Good morning, my name is Julie Lykins, and I am from California.
In 1990, after nursing two kids, I decided to get McGhan, now Allergan Biocell textured silicone implants.
I was happy and fairly healthy for the first 20 years, except for allergies, sinus infections, joint pain, hot flashes, and night sweats.
Like most women, I was never advised to replace my implants.
According to a survey from over 1,000 women that I conducted in the support groups, only 13% were aware that they were supposed to get an MRI every 2 years, but the bigger problem is that most doctors are not educated on what the symptoms of a ruptured implant are.
My ruptures were not silent. I had symptoms of a rupture that are listed on the FDA website, including pain, tenderness, tingling, numbness, burning, and change in breast shape.
My doctors never ordered an MRI of my breasts. I suspected ruptures, but they were undetected by mammograms, ultrasounds, MRIs, over 15 medical professionals including four plastic surgeons.

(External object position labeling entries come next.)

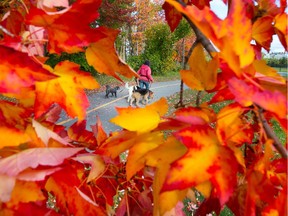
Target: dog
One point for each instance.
(141, 94)
(131, 89)
(112, 91)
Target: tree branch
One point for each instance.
(270, 134)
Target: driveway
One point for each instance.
(105, 107)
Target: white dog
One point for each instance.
(131, 89)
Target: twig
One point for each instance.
(6, 31)
(270, 134)
(198, 98)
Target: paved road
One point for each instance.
(105, 107)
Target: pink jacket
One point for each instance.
(145, 73)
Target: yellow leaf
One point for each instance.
(67, 90)
(138, 152)
(215, 163)
(202, 75)
(140, 120)
(117, 143)
(231, 36)
(160, 106)
(96, 162)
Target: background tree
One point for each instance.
(230, 156)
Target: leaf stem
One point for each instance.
(6, 31)
(270, 134)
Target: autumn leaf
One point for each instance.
(67, 90)
(25, 192)
(13, 136)
(140, 119)
(246, 95)
(262, 31)
(262, 178)
(36, 175)
(45, 134)
(64, 185)
(104, 58)
(51, 6)
(233, 42)
(78, 134)
(66, 32)
(202, 75)
(137, 153)
(280, 25)
(19, 71)
(7, 184)
(117, 143)
(231, 127)
(157, 157)
(17, 163)
(96, 163)
(99, 132)
(214, 163)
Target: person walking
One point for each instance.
(145, 74)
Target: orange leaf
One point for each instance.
(117, 143)
(104, 58)
(231, 127)
(214, 163)
(96, 162)
(19, 71)
(66, 32)
(246, 95)
(70, 200)
(67, 90)
(45, 134)
(262, 31)
(280, 24)
(140, 119)
(17, 163)
(13, 136)
(7, 184)
(78, 133)
(138, 152)
(157, 157)
(25, 192)
(99, 132)
(202, 74)
(232, 41)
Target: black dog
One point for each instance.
(112, 91)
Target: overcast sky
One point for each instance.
(220, 10)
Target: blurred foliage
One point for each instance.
(78, 58)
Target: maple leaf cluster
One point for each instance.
(231, 157)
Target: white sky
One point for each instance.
(220, 9)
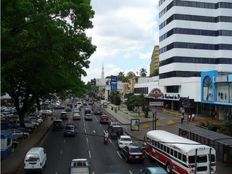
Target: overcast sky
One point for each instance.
(125, 32)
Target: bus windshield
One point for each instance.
(200, 159)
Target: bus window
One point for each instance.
(171, 152)
(184, 158)
(212, 159)
(175, 154)
(200, 159)
(179, 156)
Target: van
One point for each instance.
(35, 159)
(115, 131)
(57, 125)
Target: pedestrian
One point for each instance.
(190, 117)
(182, 118)
(193, 117)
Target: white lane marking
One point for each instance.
(119, 154)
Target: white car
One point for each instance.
(79, 166)
(35, 159)
(124, 140)
(76, 116)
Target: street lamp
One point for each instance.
(154, 118)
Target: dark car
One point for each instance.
(88, 117)
(115, 131)
(153, 170)
(57, 125)
(132, 154)
(104, 119)
(88, 111)
(64, 115)
(69, 130)
(98, 112)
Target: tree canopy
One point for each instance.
(143, 72)
(44, 48)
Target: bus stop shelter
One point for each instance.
(220, 142)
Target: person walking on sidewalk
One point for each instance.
(182, 118)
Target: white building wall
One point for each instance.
(183, 82)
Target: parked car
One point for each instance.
(35, 159)
(88, 111)
(79, 166)
(68, 109)
(29, 125)
(124, 140)
(97, 112)
(115, 131)
(57, 125)
(76, 116)
(88, 117)
(104, 119)
(153, 170)
(64, 115)
(132, 154)
(69, 130)
(19, 133)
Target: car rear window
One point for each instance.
(32, 158)
(125, 139)
(135, 150)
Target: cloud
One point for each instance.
(125, 30)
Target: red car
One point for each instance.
(104, 119)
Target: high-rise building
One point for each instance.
(154, 65)
(195, 36)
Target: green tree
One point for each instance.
(122, 77)
(143, 72)
(44, 49)
(130, 74)
(155, 72)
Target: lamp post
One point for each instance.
(154, 118)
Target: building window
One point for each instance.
(172, 89)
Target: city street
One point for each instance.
(88, 143)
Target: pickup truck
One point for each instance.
(79, 166)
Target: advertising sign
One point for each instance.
(135, 124)
(113, 83)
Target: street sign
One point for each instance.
(157, 103)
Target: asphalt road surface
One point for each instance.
(88, 143)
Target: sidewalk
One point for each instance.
(14, 161)
(124, 119)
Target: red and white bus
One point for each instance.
(180, 155)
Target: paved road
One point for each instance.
(87, 144)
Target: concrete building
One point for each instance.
(154, 65)
(195, 36)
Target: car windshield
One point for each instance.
(125, 139)
(31, 158)
(135, 150)
(69, 127)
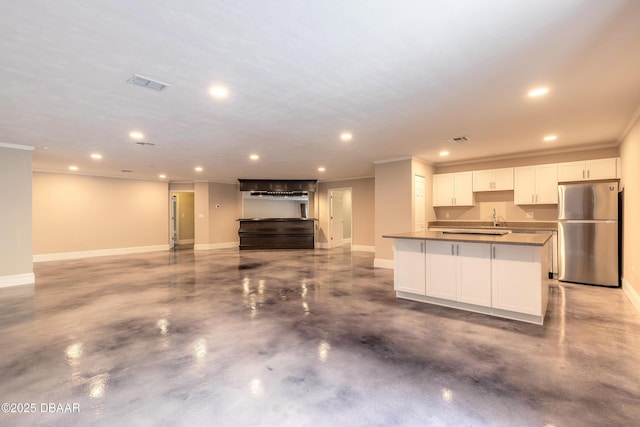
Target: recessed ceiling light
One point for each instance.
(346, 136)
(539, 91)
(219, 91)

For 5½ years, I suffered and was at the doctors several times per week, including visits to urgent care, the emergency room, and even hospitalized. I was tested for many autoimmune diseases, heart attack, and stroke.
I am thankful for Nicole Daruda’s group and website, healingbreastimplantillness.com, where I finally learned what was wrong with me. Silicone injections to the breast are illegal, so how can it be safe to have any silicone in our bodies?

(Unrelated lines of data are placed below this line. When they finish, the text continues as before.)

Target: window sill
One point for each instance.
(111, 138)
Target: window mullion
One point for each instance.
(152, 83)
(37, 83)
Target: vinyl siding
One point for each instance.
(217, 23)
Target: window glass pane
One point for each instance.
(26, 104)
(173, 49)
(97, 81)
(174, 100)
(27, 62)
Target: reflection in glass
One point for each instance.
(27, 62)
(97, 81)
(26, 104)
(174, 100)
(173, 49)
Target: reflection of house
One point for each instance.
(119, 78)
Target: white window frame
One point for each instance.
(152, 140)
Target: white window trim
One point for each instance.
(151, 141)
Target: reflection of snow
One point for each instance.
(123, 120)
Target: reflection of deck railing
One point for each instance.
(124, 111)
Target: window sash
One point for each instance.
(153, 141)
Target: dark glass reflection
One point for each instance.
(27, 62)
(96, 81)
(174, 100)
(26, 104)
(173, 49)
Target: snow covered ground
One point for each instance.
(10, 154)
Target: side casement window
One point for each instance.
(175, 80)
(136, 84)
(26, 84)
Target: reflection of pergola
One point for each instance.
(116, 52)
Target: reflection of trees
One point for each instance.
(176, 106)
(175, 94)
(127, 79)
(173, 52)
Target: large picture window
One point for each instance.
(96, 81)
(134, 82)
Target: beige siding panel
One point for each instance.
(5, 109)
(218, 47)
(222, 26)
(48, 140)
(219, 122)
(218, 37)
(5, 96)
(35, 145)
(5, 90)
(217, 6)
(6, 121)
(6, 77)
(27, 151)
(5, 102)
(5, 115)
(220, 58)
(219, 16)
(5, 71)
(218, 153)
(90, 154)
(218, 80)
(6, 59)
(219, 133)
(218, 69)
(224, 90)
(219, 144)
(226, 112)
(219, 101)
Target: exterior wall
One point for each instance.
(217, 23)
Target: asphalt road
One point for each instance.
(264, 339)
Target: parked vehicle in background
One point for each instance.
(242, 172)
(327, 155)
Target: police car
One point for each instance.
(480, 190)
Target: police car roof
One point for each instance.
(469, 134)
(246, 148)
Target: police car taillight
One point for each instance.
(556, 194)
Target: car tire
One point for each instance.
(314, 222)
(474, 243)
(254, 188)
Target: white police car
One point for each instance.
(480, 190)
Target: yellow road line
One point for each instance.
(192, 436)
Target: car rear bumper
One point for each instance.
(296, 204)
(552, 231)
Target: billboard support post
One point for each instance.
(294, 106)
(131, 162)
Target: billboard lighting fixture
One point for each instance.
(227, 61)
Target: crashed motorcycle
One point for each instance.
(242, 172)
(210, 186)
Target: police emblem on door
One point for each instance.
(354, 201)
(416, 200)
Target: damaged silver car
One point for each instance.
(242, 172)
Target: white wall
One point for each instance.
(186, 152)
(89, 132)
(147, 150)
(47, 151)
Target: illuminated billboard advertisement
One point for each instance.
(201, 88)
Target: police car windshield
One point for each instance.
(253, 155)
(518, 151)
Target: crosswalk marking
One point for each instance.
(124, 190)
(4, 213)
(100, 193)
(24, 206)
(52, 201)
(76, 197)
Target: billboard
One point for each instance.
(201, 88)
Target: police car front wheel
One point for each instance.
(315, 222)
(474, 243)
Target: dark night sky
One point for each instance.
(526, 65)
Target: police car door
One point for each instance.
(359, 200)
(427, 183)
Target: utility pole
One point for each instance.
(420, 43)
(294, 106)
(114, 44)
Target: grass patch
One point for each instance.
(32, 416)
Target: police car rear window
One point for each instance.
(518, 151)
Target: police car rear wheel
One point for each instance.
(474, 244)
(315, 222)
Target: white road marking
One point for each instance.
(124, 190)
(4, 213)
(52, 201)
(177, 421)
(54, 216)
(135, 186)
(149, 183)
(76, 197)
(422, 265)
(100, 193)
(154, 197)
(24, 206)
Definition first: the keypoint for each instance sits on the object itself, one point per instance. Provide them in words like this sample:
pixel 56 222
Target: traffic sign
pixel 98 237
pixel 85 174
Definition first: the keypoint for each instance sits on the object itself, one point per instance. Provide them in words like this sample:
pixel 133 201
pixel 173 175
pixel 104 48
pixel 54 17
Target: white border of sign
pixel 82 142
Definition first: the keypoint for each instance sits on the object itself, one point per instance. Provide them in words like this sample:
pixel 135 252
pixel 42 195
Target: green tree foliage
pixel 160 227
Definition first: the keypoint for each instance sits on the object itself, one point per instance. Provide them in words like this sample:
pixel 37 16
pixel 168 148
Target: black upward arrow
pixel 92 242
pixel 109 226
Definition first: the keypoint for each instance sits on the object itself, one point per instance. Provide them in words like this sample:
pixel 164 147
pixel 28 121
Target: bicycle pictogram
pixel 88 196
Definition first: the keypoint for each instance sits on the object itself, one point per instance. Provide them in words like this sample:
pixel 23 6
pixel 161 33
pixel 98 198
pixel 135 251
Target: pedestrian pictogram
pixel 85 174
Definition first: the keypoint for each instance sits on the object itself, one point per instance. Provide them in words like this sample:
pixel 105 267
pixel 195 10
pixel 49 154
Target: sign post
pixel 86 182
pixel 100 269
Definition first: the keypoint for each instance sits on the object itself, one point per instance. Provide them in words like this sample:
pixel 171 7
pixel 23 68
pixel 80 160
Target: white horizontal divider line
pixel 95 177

Upon explanting 3 years ago, I learned that my implants had been ruptured for over 10 years due to shell failure. I’m now approximately 85% better, but I’m still experiencing symptoms of BIA-ALCL such as weight loss, swollen lymph nodes, rashes, fatigue, pain, and night sweats.
Or could these symptoms be from silicone that has migrated throughout my body?

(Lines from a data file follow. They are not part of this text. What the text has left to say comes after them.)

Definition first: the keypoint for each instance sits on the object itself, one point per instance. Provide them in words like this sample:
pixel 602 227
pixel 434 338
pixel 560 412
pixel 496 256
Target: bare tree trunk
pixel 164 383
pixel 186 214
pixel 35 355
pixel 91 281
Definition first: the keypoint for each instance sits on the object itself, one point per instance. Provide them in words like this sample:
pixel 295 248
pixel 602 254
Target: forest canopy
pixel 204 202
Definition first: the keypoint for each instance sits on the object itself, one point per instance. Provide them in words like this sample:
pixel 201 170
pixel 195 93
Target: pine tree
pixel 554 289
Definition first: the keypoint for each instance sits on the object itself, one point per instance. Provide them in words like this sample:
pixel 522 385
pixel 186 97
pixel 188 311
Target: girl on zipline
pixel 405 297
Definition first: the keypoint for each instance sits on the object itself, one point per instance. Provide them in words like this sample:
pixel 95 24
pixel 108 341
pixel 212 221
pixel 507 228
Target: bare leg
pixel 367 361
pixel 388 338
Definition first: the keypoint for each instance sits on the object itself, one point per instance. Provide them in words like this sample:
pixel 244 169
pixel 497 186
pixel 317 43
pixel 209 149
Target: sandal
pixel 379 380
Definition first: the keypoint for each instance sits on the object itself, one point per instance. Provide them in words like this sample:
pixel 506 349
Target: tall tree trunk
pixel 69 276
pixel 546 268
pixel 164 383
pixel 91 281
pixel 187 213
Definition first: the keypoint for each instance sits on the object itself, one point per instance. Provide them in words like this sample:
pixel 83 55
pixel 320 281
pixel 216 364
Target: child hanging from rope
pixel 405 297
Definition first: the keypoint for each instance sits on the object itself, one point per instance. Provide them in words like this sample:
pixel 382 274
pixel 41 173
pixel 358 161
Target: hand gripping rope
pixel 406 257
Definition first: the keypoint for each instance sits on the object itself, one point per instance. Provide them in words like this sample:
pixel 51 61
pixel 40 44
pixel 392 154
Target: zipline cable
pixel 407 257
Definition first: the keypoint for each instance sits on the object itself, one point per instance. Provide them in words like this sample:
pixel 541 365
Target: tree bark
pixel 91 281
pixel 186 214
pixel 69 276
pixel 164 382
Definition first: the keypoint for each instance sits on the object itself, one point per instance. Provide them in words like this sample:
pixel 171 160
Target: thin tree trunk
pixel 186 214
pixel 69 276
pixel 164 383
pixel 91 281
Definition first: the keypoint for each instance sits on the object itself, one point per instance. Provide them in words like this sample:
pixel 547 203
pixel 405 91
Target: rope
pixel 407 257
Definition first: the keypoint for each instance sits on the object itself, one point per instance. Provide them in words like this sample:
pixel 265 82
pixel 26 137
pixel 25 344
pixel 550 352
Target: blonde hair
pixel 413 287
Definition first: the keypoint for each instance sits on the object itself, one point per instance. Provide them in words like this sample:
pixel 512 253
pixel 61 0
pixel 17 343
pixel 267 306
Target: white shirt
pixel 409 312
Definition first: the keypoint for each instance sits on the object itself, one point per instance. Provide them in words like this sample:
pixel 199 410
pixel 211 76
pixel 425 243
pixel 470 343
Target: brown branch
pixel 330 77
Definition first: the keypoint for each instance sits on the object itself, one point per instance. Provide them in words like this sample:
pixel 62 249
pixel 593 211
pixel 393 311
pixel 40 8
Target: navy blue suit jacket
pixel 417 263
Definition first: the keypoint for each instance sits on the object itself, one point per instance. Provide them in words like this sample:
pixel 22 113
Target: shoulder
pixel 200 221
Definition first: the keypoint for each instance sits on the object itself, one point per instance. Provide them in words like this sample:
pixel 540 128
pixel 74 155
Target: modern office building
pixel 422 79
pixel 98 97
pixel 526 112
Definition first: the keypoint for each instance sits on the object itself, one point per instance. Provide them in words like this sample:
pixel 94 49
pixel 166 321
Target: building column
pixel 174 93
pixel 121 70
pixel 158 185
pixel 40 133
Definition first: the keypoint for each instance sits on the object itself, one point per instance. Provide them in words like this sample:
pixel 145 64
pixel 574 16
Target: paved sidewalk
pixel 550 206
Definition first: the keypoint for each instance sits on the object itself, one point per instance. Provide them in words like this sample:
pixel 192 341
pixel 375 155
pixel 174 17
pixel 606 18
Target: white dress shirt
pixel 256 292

My textured implants caused severe Stage IV capsular contracture, calcification, and double capsules.
None of my inner capsules were tested for CD30. Therefore, I do not feel I have been properly tested for BIA-ALCL.
How many thousands of other women have not been properly tested?
This is called rare, but it is not being tested for, it’s underdiagnosed, and it’s underreported.
The FDA needs to immediately ban and recall textured implants. What benefit outweighs the risk of cancer?
The FDA needs to send letters to all medical professionals informing them of symptoms and risks of migrated silicone from ruptured implants, gel bleed, or texture flaking off.
Why are studies not being done on the over 70,000 of us that have become ill from our implants?
[Open public comment given by breast implant recipient Julie Lykins, at the General and Plastic Surgery Devices Panel, FDA White Oak Campus, Building #31, Great Room, on March 26, 2019. The title of this article does not constitute part of the speaker’s presentation to the FDA Panel, and any hyperlinks within the text or text appearing in brackets were added for clarity or ease of use by editors.]